Population Health/ Health Equity
Defining Rural Population Health and Health Equity
As the terms “population health” and “health equity” become integrated into the rural health vocabulary, it is important to establish a unified understanding of what these terms mean. This issue brief aims to define population health and health equity, with particular attention to the nuances for rural clinical partners. It can be used to educate rural health and clinical care partners on their approaches to population health and health equity and engage rural health stakeholders in meaningful discussions that improve the health and well-being of rural residents.
Identifying Vulnerable Rural Populations During COVID-19: The CDC’s Social Vulnerability Index
Social vulnerability refers to a community’s capacity to prepare for and respond to the stress of hazardous events — including natural disasters and pandemics. The Centers for Disease Control and Prevention (CDC) has created a multifactor Social Vulnerability Index (SVI) which can be used to identify vulnerable rural populations at greatest risk of impact by hazardous events.

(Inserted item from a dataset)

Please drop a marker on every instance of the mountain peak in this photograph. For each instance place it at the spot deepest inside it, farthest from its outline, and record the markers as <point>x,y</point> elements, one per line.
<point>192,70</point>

The SVI is calculated at two levels — one set of variables for all US counties and a second set for all US census tracts — and updated bi-annually.
Resources for Rural Community Health Needs Assessments and Community Health Improvement Plans
The National Organization of State Offices of Rural Health (NOSORH), with support from the Federal Office of Rural Health Policy (FORHP), developed this fact sheet for rural health stakeholders interested in systematically improving population health and health equity in rural communities through a community health improvement process.
Best Practice Guide for Engagement with SORH and CDC-funded State Programs
The Best Practice Guide for Engagement with State Offices of Rural Health (SORH) and Centers for Disease Control and Prevention (CDC)-funded State Programs is designed to assist SORH and state CDC-funded initiatives to identify opportunities to collaborate across programs at the state level.
This guide includes three short success stories of SORH engagement with CDC partners in their state and documents how to integrate these programs. Success stories and resources were identified during a SORH listening session on social determinants of health and follow up interviews and a joint SORH, Federal Office of Rural Health Policy, and CDC meeting held during the 2019 National Rural Health Association annual meeting.
Social Determinants of Health – A Quick Reference Guide for SORH and STHO
This quick reference guide includes partners, resources, and initiatives that take a look at social determinants of health. There are many factors that influence the health of people living and working in rural America: access to care, genetics, relationships with friends and family, environment, and a wide variety of social determinants of health. While the focus of many rural health programs is on the delivery of healthcare services, research has shown that 20 percent of an individual’s health is attributed to healthcare, 30 percent to health behaviors, and the remaining 50 percent related to socioeconomic or environmental factors.